Когда он попросил ее одеться и несколько минут подождать, она устроилась в кресле в приемной и задремала.

Вскоре доктор Плассар разбудил ее, пригласил снова зайти в кабинет и предложил сесть.

— Ксавьера, это не менопауза.

— А что же?

— Вы беременны.

15

— Так что, ты сегодня не получал желтого конверта?

— Нет, а ты?

— Я тоже.

Том держал в одной руке свою почту, а в другой — круассаны, которые принес к завтраку, горячие, золотистые и хрустящие. Хотя он провел ночь у Натана, он сделал небольшой крюк: зашел в булочную, а потом в свою квартирку, надеясь, что его там ждет еще одно анонимное письмо.
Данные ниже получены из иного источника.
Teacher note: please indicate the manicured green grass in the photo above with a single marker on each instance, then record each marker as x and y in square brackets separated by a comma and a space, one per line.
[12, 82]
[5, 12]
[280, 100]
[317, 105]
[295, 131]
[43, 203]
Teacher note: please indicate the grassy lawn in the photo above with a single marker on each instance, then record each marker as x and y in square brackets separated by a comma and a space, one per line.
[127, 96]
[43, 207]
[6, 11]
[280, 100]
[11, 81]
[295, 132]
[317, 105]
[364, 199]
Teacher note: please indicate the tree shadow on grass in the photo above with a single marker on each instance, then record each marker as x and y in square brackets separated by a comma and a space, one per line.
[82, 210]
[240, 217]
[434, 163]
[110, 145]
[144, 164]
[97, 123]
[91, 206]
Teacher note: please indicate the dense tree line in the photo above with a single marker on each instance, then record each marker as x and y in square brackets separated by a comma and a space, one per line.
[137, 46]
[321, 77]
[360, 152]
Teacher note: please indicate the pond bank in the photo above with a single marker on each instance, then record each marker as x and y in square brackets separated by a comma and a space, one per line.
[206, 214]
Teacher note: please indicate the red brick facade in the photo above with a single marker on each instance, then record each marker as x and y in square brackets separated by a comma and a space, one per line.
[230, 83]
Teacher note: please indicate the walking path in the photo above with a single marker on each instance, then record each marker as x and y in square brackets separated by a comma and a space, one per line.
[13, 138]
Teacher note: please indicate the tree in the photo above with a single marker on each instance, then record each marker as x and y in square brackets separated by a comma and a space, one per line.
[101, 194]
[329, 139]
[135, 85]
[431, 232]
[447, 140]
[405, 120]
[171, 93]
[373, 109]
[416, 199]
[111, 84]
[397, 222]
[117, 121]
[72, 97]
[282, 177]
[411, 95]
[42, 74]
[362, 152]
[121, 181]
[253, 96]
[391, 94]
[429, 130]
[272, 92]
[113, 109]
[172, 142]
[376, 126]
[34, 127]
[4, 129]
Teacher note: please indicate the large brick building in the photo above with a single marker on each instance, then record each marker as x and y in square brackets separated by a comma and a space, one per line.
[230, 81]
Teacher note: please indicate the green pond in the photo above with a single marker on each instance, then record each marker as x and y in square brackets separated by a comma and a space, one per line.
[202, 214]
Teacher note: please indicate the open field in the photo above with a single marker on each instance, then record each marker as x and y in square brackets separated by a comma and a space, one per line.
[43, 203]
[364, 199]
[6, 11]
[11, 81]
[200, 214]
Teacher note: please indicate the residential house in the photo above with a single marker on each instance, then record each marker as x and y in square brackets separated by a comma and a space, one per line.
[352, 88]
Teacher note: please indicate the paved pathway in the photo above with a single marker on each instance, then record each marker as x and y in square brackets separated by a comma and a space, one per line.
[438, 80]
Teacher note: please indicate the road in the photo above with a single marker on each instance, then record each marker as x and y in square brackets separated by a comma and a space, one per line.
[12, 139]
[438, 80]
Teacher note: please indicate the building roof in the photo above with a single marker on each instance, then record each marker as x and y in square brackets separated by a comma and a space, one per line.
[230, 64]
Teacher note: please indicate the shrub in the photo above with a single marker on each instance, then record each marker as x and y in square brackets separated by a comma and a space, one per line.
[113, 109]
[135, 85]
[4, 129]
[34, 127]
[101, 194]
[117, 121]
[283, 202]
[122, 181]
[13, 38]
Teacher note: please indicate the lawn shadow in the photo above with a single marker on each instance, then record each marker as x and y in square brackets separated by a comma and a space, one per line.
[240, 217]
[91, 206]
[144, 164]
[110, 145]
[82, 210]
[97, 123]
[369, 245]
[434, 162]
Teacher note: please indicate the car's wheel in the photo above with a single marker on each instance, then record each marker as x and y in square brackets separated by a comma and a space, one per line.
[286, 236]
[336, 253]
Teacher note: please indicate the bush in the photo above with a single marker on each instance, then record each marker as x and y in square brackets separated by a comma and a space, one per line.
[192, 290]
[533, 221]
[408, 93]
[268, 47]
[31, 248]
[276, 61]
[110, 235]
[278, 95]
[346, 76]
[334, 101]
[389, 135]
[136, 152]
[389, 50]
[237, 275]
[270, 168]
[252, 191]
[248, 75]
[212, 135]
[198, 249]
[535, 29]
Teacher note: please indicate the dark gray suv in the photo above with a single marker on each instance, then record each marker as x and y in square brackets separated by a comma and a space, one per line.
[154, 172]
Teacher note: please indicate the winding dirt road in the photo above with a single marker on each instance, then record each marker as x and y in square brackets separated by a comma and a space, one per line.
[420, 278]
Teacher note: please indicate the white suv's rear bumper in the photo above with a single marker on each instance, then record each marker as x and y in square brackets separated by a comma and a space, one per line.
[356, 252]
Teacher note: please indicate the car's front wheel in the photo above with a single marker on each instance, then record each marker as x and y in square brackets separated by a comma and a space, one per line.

— Нет, сегодня мы не выясним правду, — вздохнул Натан.

— Увы…

Их обоих очень заинтересовали эти загадочные события. Как только им удалось убедить друг друга, что ни один из них не писал этой записки «Просто знай, что я тебя люблю. Подпись: ты угадаешь кто», они стали доискиваться, кто же стоит за этой историей. Эта тайна распаляла их воображение, вызывала бесконечные споры; с того дня они уже не расставались.

Натан забрал у Тома круассаны и накрыл на стол: фарфор блистал всеми цветами радуги.

— Не знаю, кто написал эти записки, но я заметил один важный результат этой истории: ты теперь не уходишь отсюда.

— Правда? — пробормотал Том, смущенный, что Натан обратил на это внимание: он побаивался, что друг заведет свою обычную песенку о том, что хорошо бы жить вместе.

— И я делаю вывод, что этот человек хотел нам добра. Он, должно быть, знал, что каждый из нас подумает, что записку написал второй, и это нас сблизит. Может, это наведет нас на след?

Том покачал головой и задумался. Кто-то, кто хотел нам добра? Он даже перестал жевать от удивления:

— Какая забавная мысль! Я и не подумал. А действительно, есть ли, вообще-то, на свете человек, который хочет нам добра? Я еще мог бы назвать тех, кто хочет добра мне — мои сестры, например, — или тебе, скажем, твои родители, — но чтобы кто-то хотел добра нам обоим вместе?